An Approach to Enable Human–3D Object Interaction Through Voice Commands in an Immersive Virtual Environment

Catalfamo, Alessio; Celesti, Antonio; Fazio, Maria; Saif, A. F. M. Saifuddin; Lin, Yu-Sheng; Silva, Edelberto Franco; Villari, Massimo

doi:10.3390/bdcc9070188

Nowadays, the Metaverse is facing many challenges. In this context, Virtual Reality (VR) applications allowing voice-based human–3D object interactions are limited due to the current hardware/software limitations. In fact, adopting Automated Speech Recognition (ASR) systems to interact with 3D objects in VR applications through users’ voice commands presents significant challenges due to the hardware and software limitations of headset devices.
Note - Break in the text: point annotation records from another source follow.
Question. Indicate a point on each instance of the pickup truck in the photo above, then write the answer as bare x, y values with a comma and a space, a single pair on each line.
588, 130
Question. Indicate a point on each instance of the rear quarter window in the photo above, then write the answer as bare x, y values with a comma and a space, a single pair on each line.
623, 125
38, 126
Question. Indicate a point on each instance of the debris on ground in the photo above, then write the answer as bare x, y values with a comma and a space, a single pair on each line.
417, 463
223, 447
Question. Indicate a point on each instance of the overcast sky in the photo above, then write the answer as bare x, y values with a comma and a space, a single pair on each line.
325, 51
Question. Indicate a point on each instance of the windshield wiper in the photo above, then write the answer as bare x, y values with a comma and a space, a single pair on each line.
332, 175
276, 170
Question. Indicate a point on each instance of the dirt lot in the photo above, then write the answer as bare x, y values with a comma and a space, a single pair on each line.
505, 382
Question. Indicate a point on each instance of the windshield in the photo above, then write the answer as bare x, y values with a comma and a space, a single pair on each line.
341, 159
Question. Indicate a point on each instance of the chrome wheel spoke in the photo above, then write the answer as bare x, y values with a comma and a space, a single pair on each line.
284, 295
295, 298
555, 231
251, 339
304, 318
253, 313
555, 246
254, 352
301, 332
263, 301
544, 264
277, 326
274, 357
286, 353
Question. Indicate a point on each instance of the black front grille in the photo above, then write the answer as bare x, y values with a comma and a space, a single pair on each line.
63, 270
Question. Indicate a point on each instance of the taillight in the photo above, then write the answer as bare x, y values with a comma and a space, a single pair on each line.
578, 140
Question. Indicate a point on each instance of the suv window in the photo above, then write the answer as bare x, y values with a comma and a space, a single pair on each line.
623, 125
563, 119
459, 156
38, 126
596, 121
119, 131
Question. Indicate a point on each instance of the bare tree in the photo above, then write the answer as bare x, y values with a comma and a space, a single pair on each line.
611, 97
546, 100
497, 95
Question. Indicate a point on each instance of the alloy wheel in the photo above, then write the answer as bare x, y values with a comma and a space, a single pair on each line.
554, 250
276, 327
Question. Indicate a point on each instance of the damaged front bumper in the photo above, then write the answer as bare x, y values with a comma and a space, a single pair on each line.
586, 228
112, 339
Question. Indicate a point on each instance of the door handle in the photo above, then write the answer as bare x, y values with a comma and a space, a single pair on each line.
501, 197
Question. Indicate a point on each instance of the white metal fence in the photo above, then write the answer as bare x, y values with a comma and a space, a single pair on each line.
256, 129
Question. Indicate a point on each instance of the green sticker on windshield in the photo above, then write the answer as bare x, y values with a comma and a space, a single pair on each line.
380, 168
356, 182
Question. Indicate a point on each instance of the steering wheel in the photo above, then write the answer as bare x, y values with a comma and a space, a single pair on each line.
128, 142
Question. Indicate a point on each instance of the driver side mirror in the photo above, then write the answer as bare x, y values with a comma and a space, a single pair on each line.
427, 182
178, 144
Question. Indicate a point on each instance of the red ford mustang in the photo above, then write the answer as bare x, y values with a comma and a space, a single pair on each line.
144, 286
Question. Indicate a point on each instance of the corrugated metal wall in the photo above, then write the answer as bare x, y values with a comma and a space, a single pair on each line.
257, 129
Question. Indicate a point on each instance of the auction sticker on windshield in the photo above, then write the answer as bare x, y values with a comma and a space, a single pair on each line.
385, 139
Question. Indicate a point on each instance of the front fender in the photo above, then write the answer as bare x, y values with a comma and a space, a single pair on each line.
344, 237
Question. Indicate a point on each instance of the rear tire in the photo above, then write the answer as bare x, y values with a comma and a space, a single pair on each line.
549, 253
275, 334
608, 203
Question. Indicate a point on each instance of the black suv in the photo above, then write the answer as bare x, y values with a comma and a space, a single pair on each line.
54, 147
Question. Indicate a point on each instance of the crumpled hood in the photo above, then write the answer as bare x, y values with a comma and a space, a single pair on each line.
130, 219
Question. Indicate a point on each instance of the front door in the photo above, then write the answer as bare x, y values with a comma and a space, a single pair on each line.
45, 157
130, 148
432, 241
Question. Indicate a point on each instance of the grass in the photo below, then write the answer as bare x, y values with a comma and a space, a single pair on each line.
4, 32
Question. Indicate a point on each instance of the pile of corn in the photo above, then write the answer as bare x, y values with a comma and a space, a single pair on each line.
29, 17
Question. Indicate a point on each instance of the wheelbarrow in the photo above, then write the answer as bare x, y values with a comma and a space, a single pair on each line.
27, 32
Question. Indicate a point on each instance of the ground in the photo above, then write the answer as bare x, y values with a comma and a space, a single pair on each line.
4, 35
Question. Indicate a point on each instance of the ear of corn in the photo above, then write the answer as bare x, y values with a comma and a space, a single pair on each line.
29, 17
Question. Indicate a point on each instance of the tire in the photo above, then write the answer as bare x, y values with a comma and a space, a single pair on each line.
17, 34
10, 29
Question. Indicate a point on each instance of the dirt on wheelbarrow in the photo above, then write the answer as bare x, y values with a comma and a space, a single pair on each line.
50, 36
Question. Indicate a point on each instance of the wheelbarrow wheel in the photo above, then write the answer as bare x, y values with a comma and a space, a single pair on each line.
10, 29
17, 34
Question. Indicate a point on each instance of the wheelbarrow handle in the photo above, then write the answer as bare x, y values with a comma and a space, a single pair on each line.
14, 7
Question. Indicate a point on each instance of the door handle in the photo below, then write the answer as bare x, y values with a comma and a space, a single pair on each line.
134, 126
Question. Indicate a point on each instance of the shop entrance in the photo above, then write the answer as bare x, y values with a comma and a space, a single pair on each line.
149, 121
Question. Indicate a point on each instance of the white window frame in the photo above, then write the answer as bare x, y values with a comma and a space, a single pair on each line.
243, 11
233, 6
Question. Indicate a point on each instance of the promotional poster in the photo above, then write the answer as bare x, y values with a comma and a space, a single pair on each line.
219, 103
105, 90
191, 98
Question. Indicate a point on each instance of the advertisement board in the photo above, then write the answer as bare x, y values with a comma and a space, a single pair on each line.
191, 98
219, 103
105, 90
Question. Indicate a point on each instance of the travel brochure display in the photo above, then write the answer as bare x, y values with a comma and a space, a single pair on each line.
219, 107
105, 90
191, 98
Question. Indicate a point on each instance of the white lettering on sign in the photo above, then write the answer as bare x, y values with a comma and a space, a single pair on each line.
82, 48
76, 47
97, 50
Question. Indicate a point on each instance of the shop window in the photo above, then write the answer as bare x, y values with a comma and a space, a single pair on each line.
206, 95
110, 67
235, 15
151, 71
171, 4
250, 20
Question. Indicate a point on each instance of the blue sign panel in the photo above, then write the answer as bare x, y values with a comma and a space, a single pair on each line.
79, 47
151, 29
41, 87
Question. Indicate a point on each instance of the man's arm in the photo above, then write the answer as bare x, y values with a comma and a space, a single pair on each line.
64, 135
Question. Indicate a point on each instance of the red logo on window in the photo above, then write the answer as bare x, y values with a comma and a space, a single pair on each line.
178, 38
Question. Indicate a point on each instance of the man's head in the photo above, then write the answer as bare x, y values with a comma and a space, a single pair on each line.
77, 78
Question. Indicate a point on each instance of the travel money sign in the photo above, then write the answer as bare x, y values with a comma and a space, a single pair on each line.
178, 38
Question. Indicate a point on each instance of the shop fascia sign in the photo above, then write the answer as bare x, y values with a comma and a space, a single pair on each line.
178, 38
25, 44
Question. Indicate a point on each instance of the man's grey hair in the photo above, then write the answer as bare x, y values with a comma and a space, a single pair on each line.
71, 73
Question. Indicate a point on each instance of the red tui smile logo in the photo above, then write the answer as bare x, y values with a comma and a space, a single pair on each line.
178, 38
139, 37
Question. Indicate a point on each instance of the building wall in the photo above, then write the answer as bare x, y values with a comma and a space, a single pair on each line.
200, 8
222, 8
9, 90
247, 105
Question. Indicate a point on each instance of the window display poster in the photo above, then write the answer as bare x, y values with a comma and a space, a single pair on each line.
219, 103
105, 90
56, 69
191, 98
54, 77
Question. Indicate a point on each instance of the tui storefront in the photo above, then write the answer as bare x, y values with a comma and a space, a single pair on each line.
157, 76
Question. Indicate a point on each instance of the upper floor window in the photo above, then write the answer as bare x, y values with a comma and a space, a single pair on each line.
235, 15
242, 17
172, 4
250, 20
This paper aims to bridge this gap by proposing a methodology to address these issues. In particular, starting from a Mel-Frequency Cepstral Coefficient (MFCC) extraction algorithm able to capture the unique characteristics of the user’s voice, we pass it as input to a Convolutional Neural Network (CNN) model. After that, in order to integrate the CNN model with a VR application running on a standalone headset, such as Oculus Quest, we converted it into an Open Neural Network Exchange (ONNX) format, i.e., a Machine Learning (ML) interoperability open standard format. The proposed system demonstrates good performance and represents a foundation for the development of user-centric, effective computing systems, enhancing accessibility to VR environments through voice-based commands. Experiments demonstrate that a native CNN model developed through TensorFlow presents comparable performances with respect to the corresponding CNN model converted into the ONNX format, paving the way towards the development of VR applications running in headsets controlled through the user’s voice.